Dans cet article initialement publié en hébreu par l’hebdomadaire communiste Zo Haderekh, Avishai Ehrlich, ancien professeur de sociologie politique à l’Academic College de Tel Aviv-Jaffa, analyse les motifs de la guerre lancée par Israël en Iran et le rôle de Washington dans ces opérations militaires. Le chemin vers un Moyen-Orient démocratique, égalitaire et sans armes nucléaires passe, insiste-t-il, par l’arrêt du génocide en cours à Gaza, la fin de l’occupation et la recherche d’une solution de paix juste et durable entre Israéliens et Palestiniens.

 


Le 12 juin, l’activité militaire principale et l’attention d’Israël et du monde entier se sont déplacées de Gaza vers l’Iran.

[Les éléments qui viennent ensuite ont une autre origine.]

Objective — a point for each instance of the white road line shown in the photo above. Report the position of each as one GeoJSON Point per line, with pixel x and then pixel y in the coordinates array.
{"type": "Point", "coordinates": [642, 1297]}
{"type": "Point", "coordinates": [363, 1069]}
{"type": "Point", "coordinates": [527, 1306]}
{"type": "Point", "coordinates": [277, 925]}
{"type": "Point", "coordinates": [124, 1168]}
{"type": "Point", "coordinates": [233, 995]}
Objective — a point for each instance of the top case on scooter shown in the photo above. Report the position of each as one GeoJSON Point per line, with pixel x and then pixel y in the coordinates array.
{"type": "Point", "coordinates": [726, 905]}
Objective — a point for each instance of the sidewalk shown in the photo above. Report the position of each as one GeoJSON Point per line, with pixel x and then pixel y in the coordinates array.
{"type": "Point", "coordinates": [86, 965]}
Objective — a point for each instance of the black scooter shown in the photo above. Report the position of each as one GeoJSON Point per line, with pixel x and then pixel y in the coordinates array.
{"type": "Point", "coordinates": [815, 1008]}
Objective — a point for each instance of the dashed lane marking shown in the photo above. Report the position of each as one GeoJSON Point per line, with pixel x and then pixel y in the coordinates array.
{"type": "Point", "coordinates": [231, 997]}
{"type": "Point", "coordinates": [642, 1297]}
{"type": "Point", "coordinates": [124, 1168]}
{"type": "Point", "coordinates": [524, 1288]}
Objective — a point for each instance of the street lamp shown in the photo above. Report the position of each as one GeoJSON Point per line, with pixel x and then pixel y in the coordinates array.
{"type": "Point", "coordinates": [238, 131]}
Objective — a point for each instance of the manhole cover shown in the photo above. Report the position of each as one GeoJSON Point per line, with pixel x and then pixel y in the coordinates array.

Gaza est passée d’un théâtre d’opérations principal à un théâtre secondaire. Alors qu’Israël continue de détruire et de tuer systématiquement à Gaza, les Israéliens s’y intéressent encore moins. La guerre en Iran a modifié les priorités mondiales et nationales, mais la destruction de Gaza, le génocide qui s’y déroule et la question palestinienne qui continue de saigner restent au cœur des ténèbres. Ni la région ni le reste du monde ne retrouveront le calme tant qu’une solution juste n’aura pas été trouvée à la question palestinienne, et en raison de la place centrale du Moyen-Orient dans la politique mondiale.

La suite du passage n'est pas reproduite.